Building the Right Environment to Support AI, Machine Learning and Deep Learning
The inimitable Robbie Powell read my earlier article on keyboard trapping and wanted to use the code. Mr. Powell was tasked with trapping specific key combinations for a testing application. The basic idea is that testees should not be distracted during a test. By eliminating the ability to open an application other than the test application, their attention was more ably focused. Considering the nature and importance of the candidate's future endeavors, a bit of tunnel vision during testing was warranted. Unfortunately, the code from the November article does not port directly from VB6 to VB.NET. Mr. Powell did a superlative job porting the code but something still didn't work quite right. Together we figured out the differences, which are provided here.
Permit me to rehash some of the material in the November article for those who did not have an opportunity to read that article. If you have read the November article and just need to fill in the blanks, I encourage you to skip ahead to the Implementing the Keyboard Delegate section and The Complete Code Listing section. For a complete presentation, continue.
Writing API Declarations
For VB.NET developers, we can use the old-style Declare syntax to import DLL library methods. One also has the ability to use new .NET attributes for declaring API methods, specifically the DllImportAttribute. The Declare keyword is shorthand notation that causes the compiler to add and use the DllImportAttribute. Simply keep in mind that you will need to use the DllImportAttribute if you are programming in some other .NET language besides VB.NET. For our purposes, we will use the convenience notation.
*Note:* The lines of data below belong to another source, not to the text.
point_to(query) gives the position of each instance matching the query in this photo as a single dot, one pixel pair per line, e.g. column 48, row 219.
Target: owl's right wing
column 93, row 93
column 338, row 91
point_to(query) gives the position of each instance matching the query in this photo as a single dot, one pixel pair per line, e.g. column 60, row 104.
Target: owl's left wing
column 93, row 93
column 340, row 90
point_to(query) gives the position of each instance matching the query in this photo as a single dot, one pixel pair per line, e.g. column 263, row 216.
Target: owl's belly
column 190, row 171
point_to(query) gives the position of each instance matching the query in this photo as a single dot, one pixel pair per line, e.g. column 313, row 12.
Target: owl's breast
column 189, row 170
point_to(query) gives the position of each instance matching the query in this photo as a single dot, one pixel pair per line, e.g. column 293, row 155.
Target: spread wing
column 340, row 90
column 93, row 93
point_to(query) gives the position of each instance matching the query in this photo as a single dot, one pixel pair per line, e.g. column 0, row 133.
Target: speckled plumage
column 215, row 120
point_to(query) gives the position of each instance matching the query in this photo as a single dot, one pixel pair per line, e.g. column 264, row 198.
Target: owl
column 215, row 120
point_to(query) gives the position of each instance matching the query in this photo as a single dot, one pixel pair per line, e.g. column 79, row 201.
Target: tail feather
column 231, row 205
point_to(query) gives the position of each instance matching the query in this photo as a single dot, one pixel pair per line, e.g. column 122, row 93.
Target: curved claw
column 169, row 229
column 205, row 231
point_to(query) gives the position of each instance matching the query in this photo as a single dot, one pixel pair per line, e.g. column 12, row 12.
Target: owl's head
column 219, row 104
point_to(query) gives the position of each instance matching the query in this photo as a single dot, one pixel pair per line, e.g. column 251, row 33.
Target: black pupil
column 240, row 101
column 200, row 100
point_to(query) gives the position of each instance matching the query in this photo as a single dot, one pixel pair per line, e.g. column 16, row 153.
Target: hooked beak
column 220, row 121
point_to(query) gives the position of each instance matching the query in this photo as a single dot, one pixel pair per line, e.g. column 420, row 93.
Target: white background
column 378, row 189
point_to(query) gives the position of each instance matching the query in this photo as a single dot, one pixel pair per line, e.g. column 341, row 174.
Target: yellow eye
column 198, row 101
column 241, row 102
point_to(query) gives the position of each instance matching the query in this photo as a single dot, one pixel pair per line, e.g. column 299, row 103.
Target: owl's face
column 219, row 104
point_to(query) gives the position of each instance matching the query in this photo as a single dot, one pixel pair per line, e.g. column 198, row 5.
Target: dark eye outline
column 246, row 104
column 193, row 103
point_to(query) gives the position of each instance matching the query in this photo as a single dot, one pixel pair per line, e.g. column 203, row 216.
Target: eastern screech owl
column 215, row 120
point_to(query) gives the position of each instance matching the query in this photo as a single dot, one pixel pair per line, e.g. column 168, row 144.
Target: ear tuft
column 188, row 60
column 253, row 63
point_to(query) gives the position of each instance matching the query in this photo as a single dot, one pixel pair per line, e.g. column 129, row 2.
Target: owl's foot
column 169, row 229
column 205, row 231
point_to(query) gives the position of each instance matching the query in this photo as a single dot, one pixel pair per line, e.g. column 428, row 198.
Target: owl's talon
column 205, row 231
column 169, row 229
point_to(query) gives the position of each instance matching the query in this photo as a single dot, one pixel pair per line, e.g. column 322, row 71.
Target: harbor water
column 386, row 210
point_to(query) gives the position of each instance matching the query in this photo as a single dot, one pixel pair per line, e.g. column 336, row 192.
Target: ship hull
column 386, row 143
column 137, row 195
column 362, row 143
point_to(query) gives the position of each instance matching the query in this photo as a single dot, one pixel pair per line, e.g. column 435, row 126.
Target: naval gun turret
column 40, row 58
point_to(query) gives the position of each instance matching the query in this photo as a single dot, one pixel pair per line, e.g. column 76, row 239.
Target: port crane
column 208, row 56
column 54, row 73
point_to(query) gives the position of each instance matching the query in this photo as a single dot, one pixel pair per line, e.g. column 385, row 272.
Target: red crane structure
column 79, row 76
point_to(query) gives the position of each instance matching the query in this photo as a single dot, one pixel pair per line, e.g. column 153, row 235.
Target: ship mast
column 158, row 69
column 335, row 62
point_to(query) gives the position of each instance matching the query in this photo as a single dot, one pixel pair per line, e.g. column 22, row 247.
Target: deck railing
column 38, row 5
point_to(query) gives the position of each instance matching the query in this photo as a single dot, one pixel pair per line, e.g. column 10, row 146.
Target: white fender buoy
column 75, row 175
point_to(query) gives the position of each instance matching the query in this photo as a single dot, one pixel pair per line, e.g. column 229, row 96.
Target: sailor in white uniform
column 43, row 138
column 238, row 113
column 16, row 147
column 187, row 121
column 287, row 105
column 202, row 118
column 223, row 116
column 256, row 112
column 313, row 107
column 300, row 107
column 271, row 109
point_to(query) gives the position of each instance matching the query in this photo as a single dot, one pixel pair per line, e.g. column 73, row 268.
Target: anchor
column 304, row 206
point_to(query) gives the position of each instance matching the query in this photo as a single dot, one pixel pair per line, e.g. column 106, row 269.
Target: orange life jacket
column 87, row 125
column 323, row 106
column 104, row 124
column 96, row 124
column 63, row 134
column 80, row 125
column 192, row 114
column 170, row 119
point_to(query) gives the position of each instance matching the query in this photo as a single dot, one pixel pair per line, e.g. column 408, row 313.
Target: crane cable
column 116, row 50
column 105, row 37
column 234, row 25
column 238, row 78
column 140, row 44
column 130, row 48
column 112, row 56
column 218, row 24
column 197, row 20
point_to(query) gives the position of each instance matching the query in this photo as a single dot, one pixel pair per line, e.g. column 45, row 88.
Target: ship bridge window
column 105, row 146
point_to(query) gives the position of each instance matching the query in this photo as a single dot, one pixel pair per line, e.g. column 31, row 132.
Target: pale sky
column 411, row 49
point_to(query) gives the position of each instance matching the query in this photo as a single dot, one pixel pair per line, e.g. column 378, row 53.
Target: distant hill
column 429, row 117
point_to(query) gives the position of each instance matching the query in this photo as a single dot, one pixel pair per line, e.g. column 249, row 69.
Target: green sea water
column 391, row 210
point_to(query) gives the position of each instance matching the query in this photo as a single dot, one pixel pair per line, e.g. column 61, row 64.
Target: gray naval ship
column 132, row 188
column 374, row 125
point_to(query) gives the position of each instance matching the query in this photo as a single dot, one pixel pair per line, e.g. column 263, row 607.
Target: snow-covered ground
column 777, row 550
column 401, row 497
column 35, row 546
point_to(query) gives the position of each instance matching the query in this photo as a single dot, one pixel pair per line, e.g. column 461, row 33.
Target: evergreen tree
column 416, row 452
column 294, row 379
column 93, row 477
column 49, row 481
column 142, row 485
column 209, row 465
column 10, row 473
To trap and examine keys before other applications get them, we need to hook the keyboard (ultimately release the hook), call the old keyboard handler, and interpret key combinations. To accomplish this feat, we need to import the SetWindowsHookEx, UnhookWindowsHookEx, CallNextHookEx, and GetAsyncState. Perhaps you will understand the rationale a bit better with some background information. So, before we look at the syntactic mechanics of a declaration statement, let's take a quick historical journey.
Understanding Low-Level Hooks
It seems like just a few brief years ago that you couldn't write anything interesting without writing interrupt handlers. In very low memory, Basic Input and Output (BIOS) code is loaded. This code provides the basic capabilities that your PC needs. (Assuming you are using a DOS-based PC. I imagine a MAC has something analogous to the BIOS for PCs...) These basic services are called interrupt handlers, and they are referred to by number. For example, interrupt 5 is the print screen interrupt. Interrupt 0x10 (hexadecimal) provides direct video input and output, interrupt 0x19 will reboot your computer, and interrupts 0x9 and 0x16 manage keyboard input. Pretty powerful stuff, these interrupt handlers.
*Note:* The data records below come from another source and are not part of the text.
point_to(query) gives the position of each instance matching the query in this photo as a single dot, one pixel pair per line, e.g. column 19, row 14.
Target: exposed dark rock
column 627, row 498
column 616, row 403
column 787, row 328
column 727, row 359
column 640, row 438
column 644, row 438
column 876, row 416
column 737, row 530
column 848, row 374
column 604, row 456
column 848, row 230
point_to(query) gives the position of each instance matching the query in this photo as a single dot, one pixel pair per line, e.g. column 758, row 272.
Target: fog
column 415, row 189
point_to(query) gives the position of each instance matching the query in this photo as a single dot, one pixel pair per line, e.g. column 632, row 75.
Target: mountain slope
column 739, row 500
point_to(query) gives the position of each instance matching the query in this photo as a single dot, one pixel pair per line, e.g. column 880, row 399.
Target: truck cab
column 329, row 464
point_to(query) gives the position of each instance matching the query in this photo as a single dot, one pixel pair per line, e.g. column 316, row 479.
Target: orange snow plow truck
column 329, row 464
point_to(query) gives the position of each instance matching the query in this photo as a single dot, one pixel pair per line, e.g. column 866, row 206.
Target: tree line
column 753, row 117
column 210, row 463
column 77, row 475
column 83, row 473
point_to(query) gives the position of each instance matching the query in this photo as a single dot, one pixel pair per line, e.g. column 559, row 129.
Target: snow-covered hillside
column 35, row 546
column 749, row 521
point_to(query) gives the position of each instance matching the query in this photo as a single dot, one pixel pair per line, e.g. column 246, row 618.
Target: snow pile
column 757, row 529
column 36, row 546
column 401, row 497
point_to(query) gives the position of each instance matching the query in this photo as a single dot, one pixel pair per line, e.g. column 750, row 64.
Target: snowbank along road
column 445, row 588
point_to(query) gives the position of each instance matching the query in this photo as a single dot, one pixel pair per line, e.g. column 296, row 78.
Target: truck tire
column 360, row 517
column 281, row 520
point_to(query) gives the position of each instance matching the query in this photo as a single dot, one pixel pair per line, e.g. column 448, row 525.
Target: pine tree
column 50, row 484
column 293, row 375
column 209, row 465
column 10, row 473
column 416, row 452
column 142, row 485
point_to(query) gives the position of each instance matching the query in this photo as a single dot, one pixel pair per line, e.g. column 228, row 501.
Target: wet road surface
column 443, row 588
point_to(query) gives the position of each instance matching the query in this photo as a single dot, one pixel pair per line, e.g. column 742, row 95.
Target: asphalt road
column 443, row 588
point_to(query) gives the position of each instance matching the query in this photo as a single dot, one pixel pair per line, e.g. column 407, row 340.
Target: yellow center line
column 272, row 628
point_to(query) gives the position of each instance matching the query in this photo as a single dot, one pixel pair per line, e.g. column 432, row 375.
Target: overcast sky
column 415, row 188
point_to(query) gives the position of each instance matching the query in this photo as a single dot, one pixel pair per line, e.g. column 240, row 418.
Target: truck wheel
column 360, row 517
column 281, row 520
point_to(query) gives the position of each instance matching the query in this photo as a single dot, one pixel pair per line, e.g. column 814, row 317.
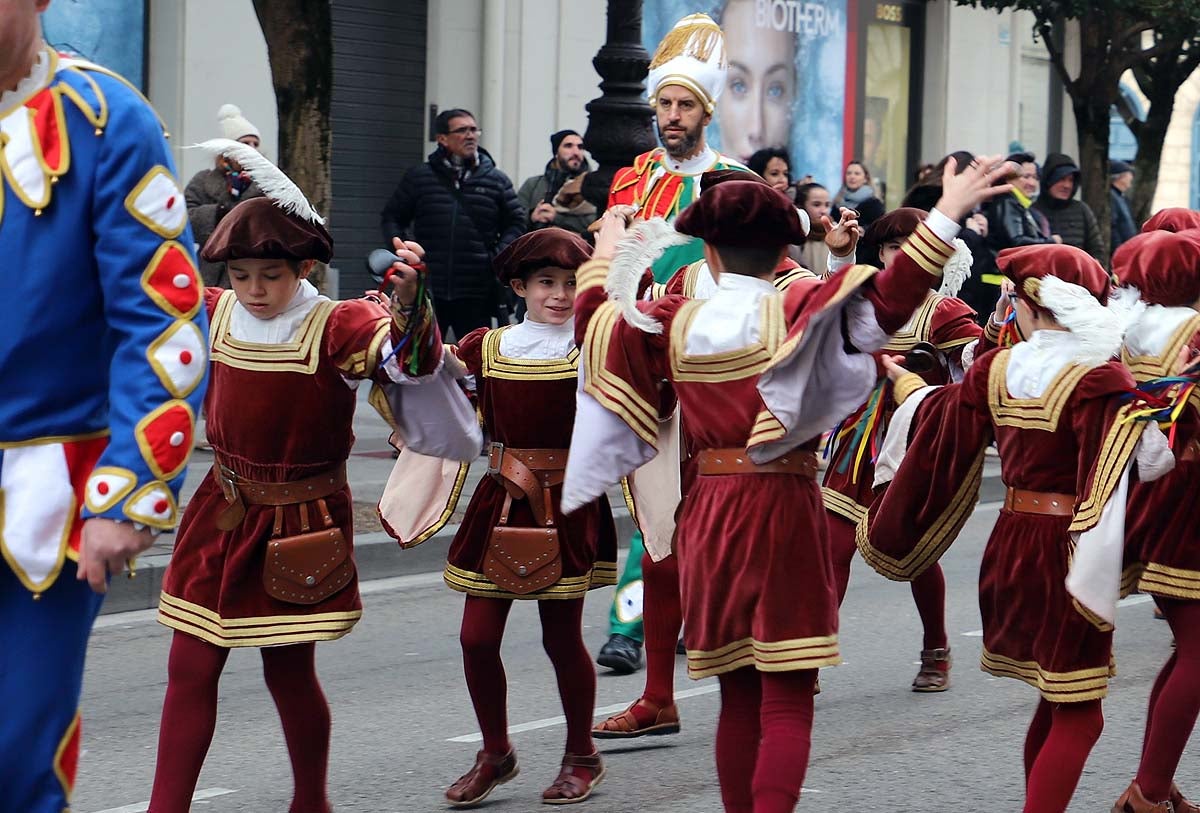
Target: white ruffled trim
column 39, row 78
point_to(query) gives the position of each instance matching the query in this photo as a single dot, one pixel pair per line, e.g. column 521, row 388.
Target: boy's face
column 549, row 295
column 265, row 287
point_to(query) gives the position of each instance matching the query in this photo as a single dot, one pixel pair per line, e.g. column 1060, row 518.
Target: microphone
column 379, row 262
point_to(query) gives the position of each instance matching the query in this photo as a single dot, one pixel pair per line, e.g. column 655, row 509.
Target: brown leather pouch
column 310, row 566
column 522, row 560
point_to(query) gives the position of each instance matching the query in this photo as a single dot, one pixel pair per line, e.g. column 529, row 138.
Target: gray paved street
column 399, row 700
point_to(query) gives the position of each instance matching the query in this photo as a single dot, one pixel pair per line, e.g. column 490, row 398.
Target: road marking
column 198, row 796
column 549, row 722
Just a few years ago, one would have to write a custom interrupt handler and redirect the BIOS code to the new handler to replace the basic services. For example, prior to Windows, if code attempted to read from the A: drive and no diskette were in the drive, an application would hang. However, if the code provided an interrupt 0x24 handler, the error could be caught and new behavior provided. Supplanting basic BIOS behavior with new behavior is exactly what popup programs and TSR (Terminate and Stay Resident) utilities did all the time. Problematically, working at this level is an all or nothing proposition. Make a mistake and the whole PC crashed. These very low-level capabilities can still be accessed—for example, write asm int 3 end in Delphi and the debugger will stop because interrupt 3 is a low-level breakpoint. However, because replacing basic system services can result in unreliable PC behavior, operating system engineers were motivated to shield programmers from these mistakes.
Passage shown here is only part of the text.